O estupro cometido contra pessoa sem capacidade ou condições de consentir, com violência ficta, deixou de integrar o art. 213 do CP para configurar crime autônomo, previsto no art. 217-A, sob a nomenclatura “estupro de vulnerável”. Seu teor é o seguinte: “Ter conjunção carnal ou praticar outro ato libidinoso com menor de 14 (catorze) anos: Pena – reclusão, de 8 (oito) a 15 (quinze) anos. § 1º Incorre na mesma pena quem pratica as ações descritas no caput com alguém que, por enfermidade ou deficiência mental, não tem o necessário discernimento para a prática do ato, ou que, por qualquer outra causa, não pode oferecer resistência. § 2º (Vetado.) § 3º Se da conduta resulta lesão corporal de natureza grave: Pena – reclusão, de 10 (dez) a 20 (vinte) anos. § 4º Se da conduta resulta morte: Pena – reclusão, de 12 (doze) a 30 (trinta) anos”.

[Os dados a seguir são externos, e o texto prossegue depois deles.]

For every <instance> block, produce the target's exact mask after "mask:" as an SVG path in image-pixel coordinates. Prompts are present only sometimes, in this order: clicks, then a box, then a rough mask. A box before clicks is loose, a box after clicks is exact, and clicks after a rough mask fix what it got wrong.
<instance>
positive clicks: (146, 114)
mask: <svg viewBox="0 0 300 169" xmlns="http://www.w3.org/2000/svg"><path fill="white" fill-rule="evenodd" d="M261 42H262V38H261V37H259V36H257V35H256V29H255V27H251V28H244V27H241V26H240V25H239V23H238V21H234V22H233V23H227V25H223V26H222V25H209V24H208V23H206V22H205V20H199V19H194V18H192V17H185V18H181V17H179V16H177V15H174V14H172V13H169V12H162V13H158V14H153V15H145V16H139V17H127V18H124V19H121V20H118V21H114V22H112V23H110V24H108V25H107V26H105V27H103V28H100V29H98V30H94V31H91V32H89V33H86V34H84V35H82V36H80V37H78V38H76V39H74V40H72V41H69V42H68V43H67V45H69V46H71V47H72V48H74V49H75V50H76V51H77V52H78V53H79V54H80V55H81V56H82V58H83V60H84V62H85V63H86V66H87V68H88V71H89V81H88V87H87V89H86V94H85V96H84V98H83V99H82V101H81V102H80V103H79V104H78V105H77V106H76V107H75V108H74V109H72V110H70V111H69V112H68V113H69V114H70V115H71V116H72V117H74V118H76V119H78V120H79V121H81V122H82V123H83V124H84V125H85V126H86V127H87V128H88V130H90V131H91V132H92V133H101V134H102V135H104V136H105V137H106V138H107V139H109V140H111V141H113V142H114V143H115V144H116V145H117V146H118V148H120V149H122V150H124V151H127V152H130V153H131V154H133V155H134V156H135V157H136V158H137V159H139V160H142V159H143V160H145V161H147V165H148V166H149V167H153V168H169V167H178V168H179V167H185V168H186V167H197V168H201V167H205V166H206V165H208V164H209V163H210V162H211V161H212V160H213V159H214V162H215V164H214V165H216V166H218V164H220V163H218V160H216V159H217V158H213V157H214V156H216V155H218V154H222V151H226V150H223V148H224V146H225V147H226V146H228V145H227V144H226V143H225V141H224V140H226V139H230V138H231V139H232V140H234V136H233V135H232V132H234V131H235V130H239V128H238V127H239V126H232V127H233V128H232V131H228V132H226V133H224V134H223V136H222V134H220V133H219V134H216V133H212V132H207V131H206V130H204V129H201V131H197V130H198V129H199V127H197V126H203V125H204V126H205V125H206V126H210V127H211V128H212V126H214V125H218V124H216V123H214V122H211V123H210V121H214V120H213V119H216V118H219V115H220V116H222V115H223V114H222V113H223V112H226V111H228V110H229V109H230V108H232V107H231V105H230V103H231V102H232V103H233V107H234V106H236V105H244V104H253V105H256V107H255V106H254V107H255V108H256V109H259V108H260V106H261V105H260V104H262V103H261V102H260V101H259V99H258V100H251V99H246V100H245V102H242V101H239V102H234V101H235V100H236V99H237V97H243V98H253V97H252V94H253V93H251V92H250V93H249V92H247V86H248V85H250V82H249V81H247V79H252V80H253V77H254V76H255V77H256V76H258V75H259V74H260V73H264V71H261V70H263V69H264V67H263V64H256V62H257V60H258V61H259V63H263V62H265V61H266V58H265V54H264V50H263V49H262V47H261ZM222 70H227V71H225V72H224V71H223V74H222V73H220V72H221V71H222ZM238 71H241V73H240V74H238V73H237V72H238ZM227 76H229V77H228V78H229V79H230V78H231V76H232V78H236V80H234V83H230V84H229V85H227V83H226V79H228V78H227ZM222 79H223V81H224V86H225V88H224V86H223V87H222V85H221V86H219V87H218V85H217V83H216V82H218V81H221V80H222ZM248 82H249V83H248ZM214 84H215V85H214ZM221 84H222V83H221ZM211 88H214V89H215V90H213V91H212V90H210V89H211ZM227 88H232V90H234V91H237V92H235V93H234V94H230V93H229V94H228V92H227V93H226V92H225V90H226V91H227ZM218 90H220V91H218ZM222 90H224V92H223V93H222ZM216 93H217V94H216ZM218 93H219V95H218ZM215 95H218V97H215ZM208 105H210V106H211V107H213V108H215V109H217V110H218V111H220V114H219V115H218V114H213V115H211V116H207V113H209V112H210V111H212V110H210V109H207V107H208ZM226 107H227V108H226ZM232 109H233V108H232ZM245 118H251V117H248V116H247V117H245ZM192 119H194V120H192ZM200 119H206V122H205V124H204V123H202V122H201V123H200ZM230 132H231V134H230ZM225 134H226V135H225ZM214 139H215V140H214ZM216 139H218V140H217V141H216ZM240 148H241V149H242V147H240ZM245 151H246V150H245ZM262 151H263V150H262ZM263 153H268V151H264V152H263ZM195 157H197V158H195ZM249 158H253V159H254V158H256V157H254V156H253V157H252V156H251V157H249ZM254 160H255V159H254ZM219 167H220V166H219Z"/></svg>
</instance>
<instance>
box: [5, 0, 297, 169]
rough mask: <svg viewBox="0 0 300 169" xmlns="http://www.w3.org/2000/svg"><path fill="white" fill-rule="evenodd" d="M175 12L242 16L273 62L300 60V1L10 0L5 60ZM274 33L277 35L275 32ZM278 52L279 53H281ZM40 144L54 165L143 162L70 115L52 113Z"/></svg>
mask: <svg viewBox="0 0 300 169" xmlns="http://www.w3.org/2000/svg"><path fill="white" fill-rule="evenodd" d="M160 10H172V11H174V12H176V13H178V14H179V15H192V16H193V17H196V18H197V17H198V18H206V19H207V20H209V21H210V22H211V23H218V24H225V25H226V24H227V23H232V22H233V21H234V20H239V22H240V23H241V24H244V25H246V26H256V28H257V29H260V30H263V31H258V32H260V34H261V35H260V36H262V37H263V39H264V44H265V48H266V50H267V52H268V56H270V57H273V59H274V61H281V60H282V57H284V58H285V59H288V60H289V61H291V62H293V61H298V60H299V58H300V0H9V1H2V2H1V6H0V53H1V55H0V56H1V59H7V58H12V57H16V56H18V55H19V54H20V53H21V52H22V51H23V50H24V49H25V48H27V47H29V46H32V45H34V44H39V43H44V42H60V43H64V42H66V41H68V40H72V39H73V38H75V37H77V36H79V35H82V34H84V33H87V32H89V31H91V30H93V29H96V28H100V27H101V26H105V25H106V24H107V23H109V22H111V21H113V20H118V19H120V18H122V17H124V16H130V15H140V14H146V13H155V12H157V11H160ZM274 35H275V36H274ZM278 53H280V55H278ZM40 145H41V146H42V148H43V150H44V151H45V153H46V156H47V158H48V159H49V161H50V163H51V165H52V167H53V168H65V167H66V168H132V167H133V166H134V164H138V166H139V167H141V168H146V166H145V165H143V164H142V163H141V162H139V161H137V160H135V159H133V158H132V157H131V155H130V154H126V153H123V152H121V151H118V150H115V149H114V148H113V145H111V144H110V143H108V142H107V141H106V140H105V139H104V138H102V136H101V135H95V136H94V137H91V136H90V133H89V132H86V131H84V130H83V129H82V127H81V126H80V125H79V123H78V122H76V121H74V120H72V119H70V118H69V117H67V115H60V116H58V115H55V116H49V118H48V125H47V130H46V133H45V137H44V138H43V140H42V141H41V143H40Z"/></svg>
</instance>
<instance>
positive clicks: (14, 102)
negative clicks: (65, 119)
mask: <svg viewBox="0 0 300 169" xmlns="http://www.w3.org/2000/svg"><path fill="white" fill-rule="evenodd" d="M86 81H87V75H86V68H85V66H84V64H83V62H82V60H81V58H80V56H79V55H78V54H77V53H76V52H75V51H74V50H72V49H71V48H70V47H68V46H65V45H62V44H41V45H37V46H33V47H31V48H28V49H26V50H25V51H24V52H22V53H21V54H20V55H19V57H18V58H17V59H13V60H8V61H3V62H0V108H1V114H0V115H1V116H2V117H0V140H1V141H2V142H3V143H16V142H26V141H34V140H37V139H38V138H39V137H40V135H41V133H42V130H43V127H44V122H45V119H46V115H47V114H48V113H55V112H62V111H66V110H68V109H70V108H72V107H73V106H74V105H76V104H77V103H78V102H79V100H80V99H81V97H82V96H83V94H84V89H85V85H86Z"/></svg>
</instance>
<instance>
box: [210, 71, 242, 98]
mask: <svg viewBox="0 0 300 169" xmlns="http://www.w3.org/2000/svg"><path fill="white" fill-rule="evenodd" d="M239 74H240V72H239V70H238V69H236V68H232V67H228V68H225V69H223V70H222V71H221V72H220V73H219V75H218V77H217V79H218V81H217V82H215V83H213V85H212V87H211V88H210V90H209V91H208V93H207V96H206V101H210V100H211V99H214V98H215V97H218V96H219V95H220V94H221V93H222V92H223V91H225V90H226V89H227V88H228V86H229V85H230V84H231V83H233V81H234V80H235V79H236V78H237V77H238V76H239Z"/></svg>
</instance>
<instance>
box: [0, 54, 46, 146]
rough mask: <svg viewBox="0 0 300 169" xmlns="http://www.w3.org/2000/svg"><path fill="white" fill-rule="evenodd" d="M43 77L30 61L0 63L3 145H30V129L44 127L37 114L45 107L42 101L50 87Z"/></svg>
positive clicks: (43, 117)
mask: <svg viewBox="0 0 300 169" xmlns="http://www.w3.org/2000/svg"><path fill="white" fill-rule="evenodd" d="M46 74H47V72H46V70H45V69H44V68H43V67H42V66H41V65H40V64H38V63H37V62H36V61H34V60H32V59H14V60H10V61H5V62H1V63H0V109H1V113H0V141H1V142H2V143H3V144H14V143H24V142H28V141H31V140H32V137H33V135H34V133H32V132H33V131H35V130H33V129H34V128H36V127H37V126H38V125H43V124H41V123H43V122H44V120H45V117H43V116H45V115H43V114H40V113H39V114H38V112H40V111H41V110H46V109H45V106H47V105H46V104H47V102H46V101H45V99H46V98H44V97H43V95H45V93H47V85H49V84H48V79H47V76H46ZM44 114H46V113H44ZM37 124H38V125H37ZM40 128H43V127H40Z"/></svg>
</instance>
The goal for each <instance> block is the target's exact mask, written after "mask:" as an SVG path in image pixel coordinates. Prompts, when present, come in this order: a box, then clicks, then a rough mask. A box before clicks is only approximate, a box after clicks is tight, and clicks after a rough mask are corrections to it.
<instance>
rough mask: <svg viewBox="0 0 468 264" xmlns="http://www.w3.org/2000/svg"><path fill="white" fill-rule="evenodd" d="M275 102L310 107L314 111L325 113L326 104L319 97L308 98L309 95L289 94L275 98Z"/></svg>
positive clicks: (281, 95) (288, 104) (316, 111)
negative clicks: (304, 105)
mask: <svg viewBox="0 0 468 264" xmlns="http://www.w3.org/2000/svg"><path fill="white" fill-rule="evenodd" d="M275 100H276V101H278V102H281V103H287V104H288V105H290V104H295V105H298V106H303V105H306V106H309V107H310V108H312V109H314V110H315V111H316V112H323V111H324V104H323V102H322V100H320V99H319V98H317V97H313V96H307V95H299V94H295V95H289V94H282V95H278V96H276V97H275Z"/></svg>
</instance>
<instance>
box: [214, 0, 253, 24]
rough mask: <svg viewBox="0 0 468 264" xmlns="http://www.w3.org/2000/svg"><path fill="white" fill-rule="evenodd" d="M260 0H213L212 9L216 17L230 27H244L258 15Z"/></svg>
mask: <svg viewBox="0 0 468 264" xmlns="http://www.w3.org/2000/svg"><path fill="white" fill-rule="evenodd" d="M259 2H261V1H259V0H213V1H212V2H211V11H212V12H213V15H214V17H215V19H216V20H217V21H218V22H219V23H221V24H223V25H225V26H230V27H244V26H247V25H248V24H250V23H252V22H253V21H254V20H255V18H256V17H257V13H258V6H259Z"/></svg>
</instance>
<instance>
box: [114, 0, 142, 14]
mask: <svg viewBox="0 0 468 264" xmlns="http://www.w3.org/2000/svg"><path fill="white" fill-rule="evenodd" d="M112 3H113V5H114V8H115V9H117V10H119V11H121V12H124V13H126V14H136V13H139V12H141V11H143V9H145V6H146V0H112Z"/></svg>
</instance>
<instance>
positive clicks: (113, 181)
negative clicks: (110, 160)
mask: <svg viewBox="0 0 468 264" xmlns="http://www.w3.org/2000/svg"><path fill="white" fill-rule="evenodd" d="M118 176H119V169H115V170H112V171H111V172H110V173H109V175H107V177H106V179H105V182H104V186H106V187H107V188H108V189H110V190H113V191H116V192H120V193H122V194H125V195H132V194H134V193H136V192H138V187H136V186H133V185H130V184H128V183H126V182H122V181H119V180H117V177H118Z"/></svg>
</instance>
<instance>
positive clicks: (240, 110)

Dessa forma, as condições acima aludidas passaram a integrar o tipo penal do art. 217-A, com sanções próprias, distintas das reprimendas impostas ao crime sexual praticado com violência real. Antes, o operador do direito necessitava lançar mão da ficção legal contida no art. 224 do CP para lograr enquadrar o agente nas penas do art. 213 ou do revogado art. 214 do CP. Agora, a subsunção típica do fato será direta no 217-A do CP.

Mencione-se que a criação do art. 217-A do CP foi acompanhada, de outro lado, pela revogação expressa do art. 224 do CP pela lei 12.015/09, mas, como veremos mais adiante, de uma forma ou de outra, todas as condições nele contempladas passaram a integrar o atual dispositivo legal, que não mais se refere à presunção de violência, mas às condições de vulnerabilidade da vítima, daí a rubrica “estupro de vulnerável”.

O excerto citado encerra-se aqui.